Cennette cenneti unutturan yüksek bir huzur
Yüksel Bey: “Cennette Allah’ı görmenin mahiyeti ve keyfiyeti nasıl olacaktır?”Öyle Bir Cemal ki, Koca Cennet Bir Cilvesidir Yüce Allah’ın kendisini kullarına arz etmesi, kullarını kendi rü’yeti ile mest...
Yüksel Bey: “Cennette Allah’ı görmenin mahiyeti ve keyfiyeti nasıl olacaktır?”
Öyle Bir Cemal ki, Koca Cennet Bir Cilvesidir
Yüce Allah’ın kendisini kullarına arz etmesi, kullarını kendi rü’yeti ile mest etmesi, kendi Cemalini göstermek suretiyle kullarını huzurun, onurun, izzetin, şerefin, keremin, ikramın, ihsanın, lütfun, fazlın ve saadetin hayaller ötesinde zirvesine çıkarması her kulun şiddetle arzu ettiği, emsali görülmemiş, müjdesi dahi insanı sevinçten ağlatan bir rahmettir.
Bu rahmet, Cennette Cenneti unutturan, bir anı bütün Cennete bedel bir tecellîdir.
Bu müjde Kur’ân’a aittir. Buyuruyor ki:
“Kıyamette ışıl ışıl parlayan yüzler vardır ki, Rablerine bakarlar.”1
Ebû Saîd el-Hudrî (ra) anlatmıştır: Resûlullah Efendimiz’e (asm) sordular:
“-Yâ Resûlallah!

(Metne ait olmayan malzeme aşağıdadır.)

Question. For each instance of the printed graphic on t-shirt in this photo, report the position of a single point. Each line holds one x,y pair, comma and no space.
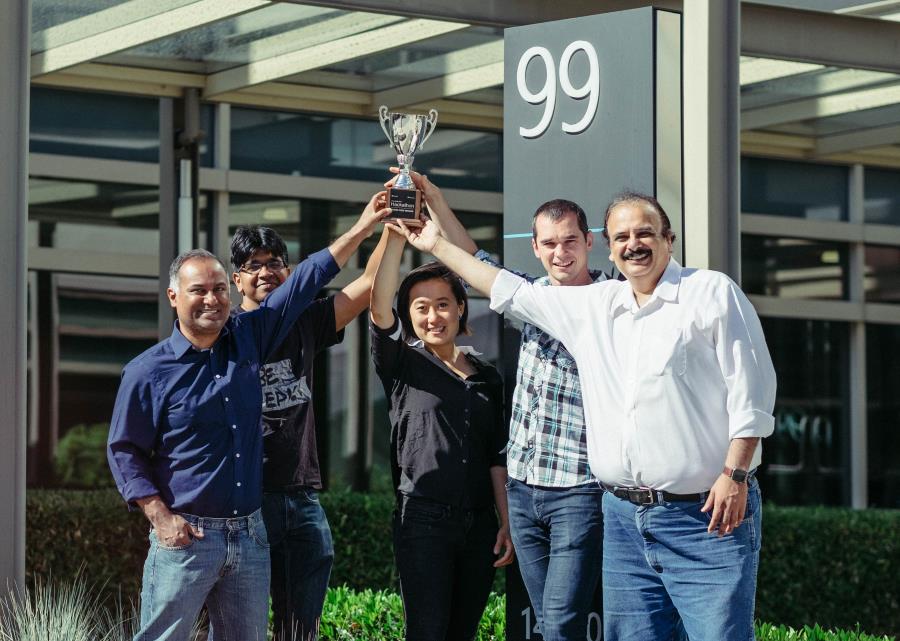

Kıyâmet gününde Rabb’imizi görür müyüz?”
Peygamber Efendimiz (asm): “-Evet!” buyurdu. Devamla: “-Güneşi öğlen üstü ayakta önünde hiçbir bulut yokken görmek için itişip kakışarak birbirinize zarar verir misiniz? Veya ay’ı on dördüncü gece açık havada hiçbir bulut yokken görmek için birbirinize zarar verir misiniz?” buyurdu.